The Republic of Cyprus is a relatively well developed country in the eastern Mediterranean. The island state has been a member of The European Union since 2004 but the northern part of the island has been occupied by Turkish troops since 1974. For the government controlled area of Cyprus, it has a GNI per capita of US$26,110 (2012) and has seen GDP growth of 0.2% per annum 2008-12. This growth has been secured despite forced movement of the population and loss of resources due to the occupied north. Its tourism and offshore financial services sectors have seen the biggest growth, while the traditionally important agriculture sector has declined.

The country has a market economy which is dominated by the service (financial and tourism) sector (79% of GDP). Cyprus exports some manufactured goods, agricultural produce (citrus and potatoes), some pharmaceuticals, garments and tobacco products.

Tourism and financial services are the most important economic activities. Cyprus’ financial system is large and sophisticated due to its traditional role as an international and regional financial centre. In 2009 the country’s banking sector assets represented 69% of GDP, a larger percentage than that of the UK or Switzerland. There is a considerable and growing presence of foreign banks in Cyprus, accounting for approximately 40% of total banking assets. Co-operative banks are also important, with assets that equalled 70% of the country’s GDP in 2008.

Since independence tourism has played an important role in Cyprus’ economy and the country has developed into one of the Mediterranean’s main tourist attractions.The direct contribution of the tourism sector is 6% of Cyprus’ GDP (World Travel and Tourism Council – WTTC – estimate, 2011). Some 27,000 jobs are supported by the tourism sector with a further 50,000 supported indirectly (WTTC estimate, 2011). There were over 2.4 million tourist arrivals to the country in 2007.

Oil and gas exploration was under way in 2011 and large offshore finds of natural gas were announced in December 2011, amounting to an estimated 140-230 billion cubic metres.
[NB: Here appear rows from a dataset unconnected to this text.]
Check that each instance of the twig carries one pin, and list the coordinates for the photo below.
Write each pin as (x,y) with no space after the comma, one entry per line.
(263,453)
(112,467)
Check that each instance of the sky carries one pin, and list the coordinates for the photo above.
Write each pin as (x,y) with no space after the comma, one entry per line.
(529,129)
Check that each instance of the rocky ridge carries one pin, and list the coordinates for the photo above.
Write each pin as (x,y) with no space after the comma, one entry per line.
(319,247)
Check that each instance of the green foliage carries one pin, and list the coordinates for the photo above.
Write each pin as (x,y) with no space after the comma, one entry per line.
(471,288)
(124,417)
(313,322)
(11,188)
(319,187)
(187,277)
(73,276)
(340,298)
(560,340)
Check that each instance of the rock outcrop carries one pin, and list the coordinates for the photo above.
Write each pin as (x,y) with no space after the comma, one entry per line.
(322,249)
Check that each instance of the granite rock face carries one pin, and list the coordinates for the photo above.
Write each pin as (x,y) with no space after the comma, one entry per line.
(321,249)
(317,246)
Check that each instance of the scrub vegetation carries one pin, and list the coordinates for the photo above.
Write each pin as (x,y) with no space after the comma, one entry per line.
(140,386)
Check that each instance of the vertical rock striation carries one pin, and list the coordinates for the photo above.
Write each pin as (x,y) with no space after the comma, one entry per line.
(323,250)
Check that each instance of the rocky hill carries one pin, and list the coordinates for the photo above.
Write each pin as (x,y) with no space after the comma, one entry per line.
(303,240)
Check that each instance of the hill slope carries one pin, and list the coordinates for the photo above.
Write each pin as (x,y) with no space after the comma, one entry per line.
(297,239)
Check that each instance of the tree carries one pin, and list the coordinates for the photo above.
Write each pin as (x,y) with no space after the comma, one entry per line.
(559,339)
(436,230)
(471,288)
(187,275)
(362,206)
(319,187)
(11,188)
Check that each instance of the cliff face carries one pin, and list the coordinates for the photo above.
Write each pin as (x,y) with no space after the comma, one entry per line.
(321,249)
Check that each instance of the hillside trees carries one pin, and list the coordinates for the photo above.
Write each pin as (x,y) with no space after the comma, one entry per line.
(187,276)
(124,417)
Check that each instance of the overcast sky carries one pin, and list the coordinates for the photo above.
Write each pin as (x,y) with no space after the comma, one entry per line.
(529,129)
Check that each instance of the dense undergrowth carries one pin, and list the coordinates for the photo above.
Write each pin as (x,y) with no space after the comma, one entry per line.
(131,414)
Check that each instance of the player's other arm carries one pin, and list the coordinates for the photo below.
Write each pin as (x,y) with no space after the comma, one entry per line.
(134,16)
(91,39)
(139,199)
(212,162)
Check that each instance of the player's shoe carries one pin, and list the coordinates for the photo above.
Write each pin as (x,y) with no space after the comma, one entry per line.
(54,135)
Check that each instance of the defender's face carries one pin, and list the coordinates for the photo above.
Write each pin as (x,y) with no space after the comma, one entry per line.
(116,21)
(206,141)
The economy of the Turkish-controlled north has only 45% of the per capita GDP of the south. Economic growth tends to be volatile, given the north’s relative isolation, EU trade sanctions, bloated public sector, reliance on the Turkish lira, and small market size.

Cyprus is a net importer of goods and services with net imports accounting for 11% of GDP (2008). The average ad valorem tariff for imports into the EU is 5.6%.

The geographically strategic location of the island state has contributed to the development of an extensive port infrastructure and a merchant fleet that is ranked 10th in a list of maritime nations. Internal accessibility is conducive to business as Cyprus is served by a network of approximately 12,200 km of road, of which 65% is paved. The country has a well-developed port infrastructure which supports Cyprus as a regional shipping hub.

Although globally Cyprus is ranked 40th in the world for ease of doing business, among Eastern European and Central Asian countries it is ranked 5th best and first best for resolving insolvency, according to the World Bank’s ‘Doing Business 2012’ study. These rankings measure the conduciveness of a regulatory regime in starting and operating a business.

The official languages are Greek and Turkish, though English is also widely spoken. The island ranks among the leading countries in the world in terms of the proportion of university graduates and, in 2010, tertiary-level graduates constituted over 37% of employed persons.